毎朝、神棚に向かっておばあちゃんはお祈りをしていた。
その間、手を合わせるおばあちゃんの膝の上にちょこんと座ってその呪文を聞くのが心地よくて好きだった。
「おばあちゃんはどうしていつもおいのりをしているの?」
「家族のみんなが幸せで居られるようにだよ」
そう言って優しく笑うおばあちゃん。
大好きでずっと一緒にいたかった。
࿐༅ ࿐༅ ࿐༅
「……おい、起きろ」
「…ん…?」
頭を小突かれて目を覚ます。
すぐに身動きが取れないことに気がついた。椅子に座らされた状態でロープで体を固定されている。

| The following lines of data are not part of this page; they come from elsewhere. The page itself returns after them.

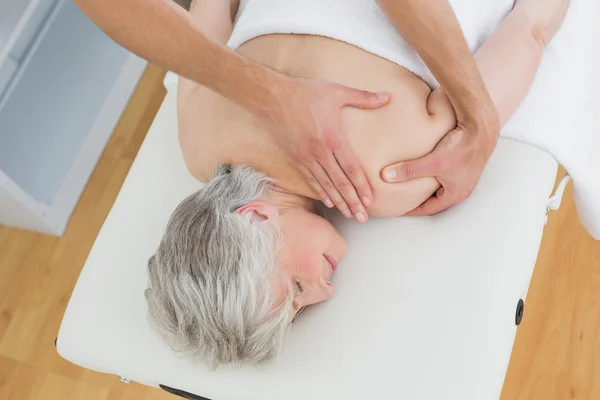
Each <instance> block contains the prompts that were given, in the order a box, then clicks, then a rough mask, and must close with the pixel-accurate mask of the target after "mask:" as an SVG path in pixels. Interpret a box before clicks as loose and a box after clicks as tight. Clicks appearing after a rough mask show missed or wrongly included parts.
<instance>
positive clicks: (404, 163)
mask: <svg viewBox="0 0 600 400" xmlns="http://www.w3.org/2000/svg"><path fill="white" fill-rule="evenodd" d="M443 164H444V159H443V158H442V157H441V156H440V154H438V153H437V152H433V153H430V154H427V155H426V156H424V157H421V158H418V159H416V160H410V161H404V162H400V163H397V164H392V165H390V166H387V167H385V168H384V169H383V171H381V179H383V180H384V181H385V182H388V183H396V182H406V181H409V180H411V179H416V178H424V177H428V176H433V177H437V176H439V174H440V172H441V171H443V167H444V166H443Z"/></svg>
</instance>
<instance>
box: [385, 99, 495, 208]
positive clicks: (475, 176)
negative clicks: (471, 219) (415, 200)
mask: <svg viewBox="0 0 600 400" xmlns="http://www.w3.org/2000/svg"><path fill="white" fill-rule="evenodd" d="M478 122H479V124H478V125H476V124H473V125H471V126H470V127H469V126H465V125H463V124H461V123H460V122H459V123H458V126H457V127H456V129H454V130H452V131H451V132H450V133H448V134H447V135H446V136H444V138H442V140H441V141H440V142H439V143H438V145H437V146H436V148H435V149H434V150H433V151H432V152H431V153H429V154H427V155H426V156H424V157H422V158H419V159H417V160H411V161H405V162H401V163H398V164H394V165H391V166H388V167H386V168H384V169H383V171H382V178H383V180H384V181H386V182H390V183H392V182H405V181H408V180H410V179H415V178H422V177H431V176H433V177H436V178H437V180H438V181H439V182H440V184H441V185H442V187H440V188H439V189H438V190H437V192H436V193H435V194H434V195H433V196H432V197H430V198H429V199H428V200H426V201H425V202H424V203H423V204H421V205H420V206H419V207H417V208H416V209H414V210H412V211H410V212H408V213H406V214H405V215H406V216H423V215H433V214H437V213H439V212H441V211H444V210H446V209H448V208H450V207H451V206H453V205H455V204H458V203H460V202H461V201H463V200H464V199H466V198H467V197H468V196H469V195H470V194H471V192H472V191H473V188H474V187H475V185H476V184H477V181H478V180H479V177H480V176H481V173H482V172H483V169H484V167H485V165H486V163H487V161H488V159H489V158H490V156H491V154H492V152H493V150H494V148H495V146H496V142H497V141H498V133H497V132H498V122H497V116H496V114H495V111H494V110H492V111H490V113H489V115H486V116H482V117H480V119H479V121H478Z"/></svg>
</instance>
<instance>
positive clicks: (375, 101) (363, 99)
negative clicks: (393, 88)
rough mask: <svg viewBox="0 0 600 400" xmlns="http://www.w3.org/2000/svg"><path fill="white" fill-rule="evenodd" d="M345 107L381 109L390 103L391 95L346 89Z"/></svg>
mask: <svg viewBox="0 0 600 400" xmlns="http://www.w3.org/2000/svg"><path fill="white" fill-rule="evenodd" d="M343 96H344V97H343V102H344V105H345V106H349V107H356V108H362V109H373V108H379V107H382V106H384V105H386V104H387V103H388V102H389V101H390V94H389V93H387V92H377V93H373V92H369V91H367V90H358V89H350V88H346V90H345V91H344V95H343Z"/></svg>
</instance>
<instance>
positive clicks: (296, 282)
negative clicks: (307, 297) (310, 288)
mask: <svg viewBox="0 0 600 400" xmlns="http://www.w3.org/2000/svg"><path fill="white" fill-rule="evenodd" d="M294 282H295V283H296V287H297V288H298V294H300V293H302V291H303V290H304V288H303V287H302V284H301V283H300V281H299V280H297V279H294Z"/></svg>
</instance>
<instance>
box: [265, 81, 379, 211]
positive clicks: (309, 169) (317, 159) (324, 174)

目の前には二人の若い男がいた。気を失う直前に見た老婆はいない。
「ここは…」
「そんなことはいいから、五条悟や呪術高専について知ってることを全部話せ」
「五条先生…?」
「ほら、やっぱり知ってるんじゃねぇか」
しまった、と思った。この人たちは五条先生の敵だ。じゃないとこんなことする意味がない。
あの時、きっと拐われてどこか知らない所に連れてこられたのだと直感した。
「私は何も知りません…。だから早く離して」
もう一人の男が呆れたようにため息を吐く。
「ほら、言っただろ。簡単にしゃべるわけないって。もう少ししたら婆ちゃんが帰ってくる。そしたらお前殺して体を使わせてもらうよ。婆ちゃんは降霊術が得意だからなぁ」
薄ら笑いながら得意げに話す姿にぞっとした。背中にいやな汗が流れる。
「でも名前は聞いといた方がいいか。教えてくれる?」
「教えるわけないでしょ!!」
自分を殺そうとしている相手に。利用なんてされたくない。
「へぇ?せいぜい悪あがきしなよ」
男は勝ち誇ったような顔のままそう言った。